Um trabalho publicado em maio no periódico científico BMJ Medicine levantou uma discussão sobre o consumo de suplementos de ômega-3 na proteção cardiovascular. Entre os achados, observou-se o elo entre o exagero nas doses de suplementação e o risco aumentado de fibrilação atrial – um tipo de arritmia cardíaca que pode desencadear o acidente vascular cerebral (AVC), conhecido popularmente como derrame.
Tal resultado foi atrelado aos participantes saudáveis. Já nos pacientes com doenças cardiovasculares, a ingestão regular das cápsulas de óleo de peixe mostrou uma ação protetora. Ou seja, houve uma discrepância nos impactos ao organismo de acordo com os perfis.
Para chegar a essas conclusões, pesquisadores de universidades da China, da Europa e dos Estados Unidos analisaram dados de mais de 415 mil adultos, por 12 anos, vindos do UK Biobank– um estudo britânico que avalia as condições de saúde de meio milhão de voluntários. Os cientistas, no entanto, enfatizaram que se trata de um estudo observacional, isto é, que não estabelece uma relação de causa e efeito. Eles salientaram ainda que há a necessidade de novas investigações antes de condenar a substância, conhecida justamente por agir em prol da saúde cardiovascular.
O nutrólogo Celso Cukier, do Hospital Israelita Albert Einstein, também levanta algumas questões sobre o trabalho. “Não há a especificação sobre as dosagens consumidas pelos participantes e nenhuma distinção das quantidades de EPA e DHA”, observa.
Essas siglas se referem aos tipos de ômega mais investigados pela ciência e que compõem os suplementos de óleo de peixe. Enquanto o ácido eicosapentaenoico (EPA) está envolvido com a blindagem das artérias, o ácido docosahexaenoico, (DHA) aparece em estudos por zelar pela saúde do cérebro. Há evidências, inclusive, de que o DHA atua na diminuição do risco de Alzheimer e da ansiedade. Ambos teriam ainda ação anti-inflamatória. “Mas as pesquisas são frágeis. Existe a necessidade de mais estudos antes de atestar todos os benefícios”, afirma o especialista.
Peixes de águas frias
A fama do ômega-3, que é uma gordura, ou, como preferem os especialistas, um ácido graxo da família dos poli-insaturados, começou lá nos anos de 1980. “Durante uma expedição à Groenlândia, um médico dinamarquês, Jørn Dyerberg, observou que a população local apresentava menos doenças cardiovasculares e atribuiu o fato ao alto consumo de pescados”, conta Cukier.

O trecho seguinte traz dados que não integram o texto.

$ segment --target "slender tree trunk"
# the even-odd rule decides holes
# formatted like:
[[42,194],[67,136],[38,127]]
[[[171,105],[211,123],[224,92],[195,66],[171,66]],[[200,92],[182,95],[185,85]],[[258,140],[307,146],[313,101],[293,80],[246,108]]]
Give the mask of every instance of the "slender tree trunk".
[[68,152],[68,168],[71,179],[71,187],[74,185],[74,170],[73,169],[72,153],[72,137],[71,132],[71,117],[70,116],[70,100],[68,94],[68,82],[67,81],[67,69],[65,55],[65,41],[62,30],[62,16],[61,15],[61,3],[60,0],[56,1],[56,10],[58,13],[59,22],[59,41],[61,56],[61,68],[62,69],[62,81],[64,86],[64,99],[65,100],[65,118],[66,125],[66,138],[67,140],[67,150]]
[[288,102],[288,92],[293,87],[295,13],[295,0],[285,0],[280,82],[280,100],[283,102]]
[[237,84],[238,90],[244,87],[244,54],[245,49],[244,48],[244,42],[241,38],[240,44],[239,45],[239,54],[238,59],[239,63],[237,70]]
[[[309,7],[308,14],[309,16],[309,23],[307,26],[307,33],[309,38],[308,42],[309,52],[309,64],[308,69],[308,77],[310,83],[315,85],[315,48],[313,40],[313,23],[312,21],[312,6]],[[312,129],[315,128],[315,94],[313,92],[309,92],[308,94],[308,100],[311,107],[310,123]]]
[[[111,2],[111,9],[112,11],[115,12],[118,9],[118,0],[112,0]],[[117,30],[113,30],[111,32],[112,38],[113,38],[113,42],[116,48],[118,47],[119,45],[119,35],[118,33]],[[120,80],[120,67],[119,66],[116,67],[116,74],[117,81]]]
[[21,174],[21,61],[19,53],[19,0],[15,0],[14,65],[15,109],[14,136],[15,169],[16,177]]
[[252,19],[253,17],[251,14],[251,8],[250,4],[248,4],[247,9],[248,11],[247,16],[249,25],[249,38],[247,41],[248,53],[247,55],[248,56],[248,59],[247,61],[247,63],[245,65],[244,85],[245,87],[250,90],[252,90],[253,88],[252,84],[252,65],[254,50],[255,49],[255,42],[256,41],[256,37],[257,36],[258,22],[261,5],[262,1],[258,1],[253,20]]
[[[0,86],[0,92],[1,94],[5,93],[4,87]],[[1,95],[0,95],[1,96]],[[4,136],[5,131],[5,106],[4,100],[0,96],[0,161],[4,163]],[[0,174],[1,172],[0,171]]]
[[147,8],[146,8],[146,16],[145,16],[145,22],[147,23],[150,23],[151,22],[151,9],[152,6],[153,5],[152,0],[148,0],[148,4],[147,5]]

O salmão e o atum acumulam essa categoria de gordura, que é mais líquida, se comparada às outras. Esses peixes não poderiam concentrar versões mais consistentes – como as saturadas –, pois congelariam facilmente nas águas profundas e gélidas de seu habitat.
A sardinha também contém a substância, embora nade em águas bem menos frias. A explicação teria a ver com o seu comportamento migratório e a necessidade aumentada de energia para se locomover.
Aos veganos, as sementes de chia e linhaça oferecem outro tipo de ômega, o ácido alfa-linolênico (ALA), que é convertido no nosso organismo, pela ação de enzimas, em EPA e DHA.
Cukier recomenda apostar na alimentação para obter a substância. “Aliás, o estudo também não revela o estilo de vida dos participantes, o que pode influenciar diretamente os resultados e na associação com a fibrilação”, aponta.
Afinal, se o hábito de fumar, o sedentarismo e o consumo exagerado de álcool são forem parte do cotidiano de alguém, nenhuma cápsula terá o poder de proteger o coração, explica o especialista do Einstein.
Mesmo para quem tem hábitos saudáveis, não se aconselha engolir suplementos sem o aval médico ou de um nutricionista. “Ao contrário do que muita gente imagina, fazer uso de suplementação por conta própria pode trazer malefícios à saúde”, avisa o nutrólogo.
Somente a partir de exames e da análise do perfil de cada um é que serão determinadas as dosagens e a real necessidade de tomar ômega-3 ou qualquer outro suplemento.